Thursday, October 11, 2007

Protectionism

The reevaluation of the Chinese currency will not help reduce America’s trade deficit. It will merely shift the source of imports to other low-cost countries. American consumers will be the victims of the trans-Pacific crossfire.

Americans have to boost national savings, promote U.S. exports and invest in responsible education and healthcare policies if we are to curb the trade deficit with China. It hit a record $233 billion in 2006, estimated to reach $250-300 billion in 2007, and continues to rise. It is important to keep in mind that after China joined the World Trade Organization in 2001, many companies from low-cost manufacturing countries in Asia moved their operations to China and brought with them their long-standing trade surpluses with the U.S. to the mainland.

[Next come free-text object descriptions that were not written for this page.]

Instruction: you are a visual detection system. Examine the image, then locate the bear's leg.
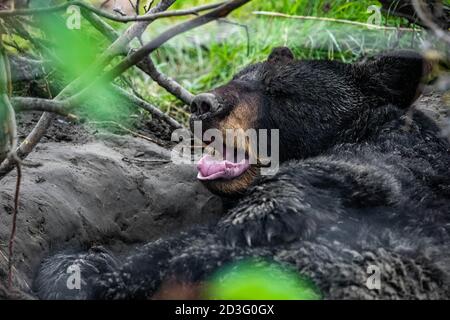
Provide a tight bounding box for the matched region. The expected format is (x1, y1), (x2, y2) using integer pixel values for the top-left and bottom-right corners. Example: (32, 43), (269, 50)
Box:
(35, 225), (450, 299)
(217, 157), (408, 247)
(275, 239), (450, 299)
(90, 227), (218, 299)
(34, 246), (119, 299)
(35, 228), (203, 300)
(95, 230), (450, 300)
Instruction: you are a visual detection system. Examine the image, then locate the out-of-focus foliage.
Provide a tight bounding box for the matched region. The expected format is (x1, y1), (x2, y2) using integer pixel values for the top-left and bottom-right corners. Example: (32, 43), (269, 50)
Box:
(4, 0), (448, 126)
(28, 0), (133, 123)
(205, 260), (321, 300)
(138, 0), (444, 124)
(0, 44), (13, 163)
(173, 0), (411, 23)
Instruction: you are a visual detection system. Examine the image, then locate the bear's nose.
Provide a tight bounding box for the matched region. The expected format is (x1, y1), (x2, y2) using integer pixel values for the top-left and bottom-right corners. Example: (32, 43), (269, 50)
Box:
(190, 93), (219, 116)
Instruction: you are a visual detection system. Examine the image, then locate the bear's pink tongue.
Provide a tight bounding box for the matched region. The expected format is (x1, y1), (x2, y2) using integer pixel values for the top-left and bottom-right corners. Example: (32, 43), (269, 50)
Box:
(197, 154), (250, 181)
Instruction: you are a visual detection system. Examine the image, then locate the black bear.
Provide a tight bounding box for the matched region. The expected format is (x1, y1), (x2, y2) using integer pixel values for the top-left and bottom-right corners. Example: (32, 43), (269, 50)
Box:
(35, 47), (450, 299)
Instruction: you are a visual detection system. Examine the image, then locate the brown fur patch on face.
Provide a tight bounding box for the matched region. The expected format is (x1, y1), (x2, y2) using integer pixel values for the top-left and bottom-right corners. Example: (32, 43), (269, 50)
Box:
(218, 93), (261, 161)
(201, 93), (262, 197)
(220, 94), (260, 131)
(201, 166), (259, 197)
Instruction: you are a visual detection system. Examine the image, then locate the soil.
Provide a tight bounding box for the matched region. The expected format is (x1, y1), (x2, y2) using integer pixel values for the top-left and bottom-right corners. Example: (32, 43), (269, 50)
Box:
(0, 91), (448, 299)
(0, 112), (223, 299)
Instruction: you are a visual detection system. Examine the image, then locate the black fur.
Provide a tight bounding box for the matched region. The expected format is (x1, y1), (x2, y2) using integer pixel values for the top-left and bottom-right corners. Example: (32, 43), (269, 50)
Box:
(35, 48), (450, 299)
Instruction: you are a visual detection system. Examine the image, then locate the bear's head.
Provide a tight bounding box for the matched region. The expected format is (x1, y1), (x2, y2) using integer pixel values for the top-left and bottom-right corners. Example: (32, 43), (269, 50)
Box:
(189, 47), (428, 197)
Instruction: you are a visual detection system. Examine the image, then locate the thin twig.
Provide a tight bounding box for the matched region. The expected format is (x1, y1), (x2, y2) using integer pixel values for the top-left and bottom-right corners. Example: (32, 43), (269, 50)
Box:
(100, 0), (112, 9)
(218, 18), (250, 56)
(135, 0), (141, 15)
(252, 11), (421, 32)
(111, 84), (182, 128)
(81, 9), (194, 106)
(122, 157), (171, 164)
(72, 0), (252, 102)
(0, 0), (251, 180)
(144, 0), (155, 13)
(10, 97), (76, 118)
(7, 163), (21, 289)
(0, 1), (225, 23)
(57, 0), (177, 105)
(137, 57), (195, 105)
(0, 0), (177, 180)
(88, 120), (163, 145)
(80, 7), (119, 42)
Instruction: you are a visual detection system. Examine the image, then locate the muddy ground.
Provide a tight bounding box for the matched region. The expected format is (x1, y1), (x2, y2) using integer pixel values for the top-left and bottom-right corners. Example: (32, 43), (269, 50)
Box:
(0, 91), (448, 299)
(0, 112), (223, 299)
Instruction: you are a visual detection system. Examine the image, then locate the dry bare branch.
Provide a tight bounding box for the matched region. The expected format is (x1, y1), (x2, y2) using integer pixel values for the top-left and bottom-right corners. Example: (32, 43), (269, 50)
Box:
(80, 7), (119, 41)
(252, 11), (420, 32)
(10, 97), (72, 117)
(0, 1), (225, 23)
(81, 8), (194, 105)
(0, 0), (251, 179)
(137, 57), (195, 105)
(74, 0), (252, 101)
(112, 84), (182, 128)
(0, 0), (177, 179)
(12, 91), (179, 130)
(7, 163), (21, 289)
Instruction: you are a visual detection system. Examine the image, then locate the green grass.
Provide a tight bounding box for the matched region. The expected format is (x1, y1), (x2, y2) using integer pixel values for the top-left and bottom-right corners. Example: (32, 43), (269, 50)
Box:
(128, 0), (428, 124)
(16, 1), (436, 126)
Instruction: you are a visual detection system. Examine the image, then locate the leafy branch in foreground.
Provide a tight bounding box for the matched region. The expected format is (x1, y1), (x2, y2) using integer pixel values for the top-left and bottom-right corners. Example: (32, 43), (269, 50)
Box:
(0, 0), (252, 291)
(0, 37), (22, 290)
(0, 0), (251, 180)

About 60 percent of China’s exports by value are produced or assembled by foreign firms. American, European and Latino. But most are from Hong Kong, Taiwan, South Korea, Japan and Southeast Asia. The actual added value of mainland inputs is no more than 30 percent of the total value of mainland exports. That is why passage of the legislation will penalize mainly foreign firms, including American. Protectionism will have global and interlocal repercussions that will paralyze the international trading system. Protectionism is just so not American. It is totalitarian.

Protectionism flies in the face of international agreements that reduced or eliminated trade tariffs and capital controls, legalized subsidies and lowered transport costs.